Dutch computer chip machine manufacturer ASML found itself on Friday at the centre of a row between Beijing and Washington over the delivery of a hi-tech system to China. ASML has been waiting since June for Dutch government approval to deliver one of its machines to an unnamed Chinese client amid US concerns that the "highly sensitive" technology could have military uses.
The US and Chinese ambassadors have this week put pressure on the Dutch government from both sides over the 120-million-euro ($134-million) machine, one of ASML's newest. Dutch foreign trade minister Sigrid Kaag said on Friday that the government was "studying the risks, the security criteria and national interests" and would take a decision "in due course". "It's up to the government to see if they will give us an export permit. We are waiting," said Monique Mols, spokeswoman for ASML, which is the world's leading maker of lithography systems used by the semiconductor industry.
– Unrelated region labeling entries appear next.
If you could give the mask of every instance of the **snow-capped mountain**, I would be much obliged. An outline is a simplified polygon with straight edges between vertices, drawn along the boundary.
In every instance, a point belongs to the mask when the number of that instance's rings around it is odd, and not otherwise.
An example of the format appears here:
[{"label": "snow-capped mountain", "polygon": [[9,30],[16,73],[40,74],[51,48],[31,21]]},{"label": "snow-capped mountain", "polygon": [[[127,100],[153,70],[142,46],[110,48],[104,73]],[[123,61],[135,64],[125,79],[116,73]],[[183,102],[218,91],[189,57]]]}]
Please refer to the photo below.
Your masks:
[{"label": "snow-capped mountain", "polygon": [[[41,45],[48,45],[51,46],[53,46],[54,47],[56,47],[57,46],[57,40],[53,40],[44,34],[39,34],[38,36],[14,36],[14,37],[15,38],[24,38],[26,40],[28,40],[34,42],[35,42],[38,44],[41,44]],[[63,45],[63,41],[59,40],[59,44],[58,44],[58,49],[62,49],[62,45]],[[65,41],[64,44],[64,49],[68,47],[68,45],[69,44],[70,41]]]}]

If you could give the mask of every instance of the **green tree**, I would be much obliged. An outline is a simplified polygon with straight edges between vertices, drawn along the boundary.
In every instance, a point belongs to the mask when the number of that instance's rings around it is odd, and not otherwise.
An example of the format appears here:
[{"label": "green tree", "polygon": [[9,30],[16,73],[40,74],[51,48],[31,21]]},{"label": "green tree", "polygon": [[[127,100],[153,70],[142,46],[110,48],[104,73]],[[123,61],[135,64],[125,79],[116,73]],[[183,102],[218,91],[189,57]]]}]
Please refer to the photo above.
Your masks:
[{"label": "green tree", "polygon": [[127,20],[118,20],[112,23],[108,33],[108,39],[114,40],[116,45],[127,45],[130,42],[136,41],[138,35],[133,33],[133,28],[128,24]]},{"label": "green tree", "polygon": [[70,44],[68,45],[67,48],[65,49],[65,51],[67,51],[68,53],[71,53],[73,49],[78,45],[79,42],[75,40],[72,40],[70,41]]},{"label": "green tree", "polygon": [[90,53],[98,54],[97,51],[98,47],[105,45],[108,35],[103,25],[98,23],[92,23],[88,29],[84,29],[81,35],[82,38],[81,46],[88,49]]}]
The US ambassador to the Netherlands, Pete Hoekstra, was quoted by the Dutch daily Financieel Dagblad on Friday as saying that the technology "does not belong in certain places", in an apparent reference to China.
He was responding to comments to the same newspaper by his Chinese counterpart Xu Hong warning about the "politicisation" of commercial ties between China and the Netherlands over the machine.
Washington and Beijing have been in a trade war for the last two years, although they signed a deal for a truce on Wednesday. The bus-sized Extreme Ultraviolet (EU) machine that ASML wants to export to China prints circuits on microchips at the smallest possible level permitted by current miniaturisation technology.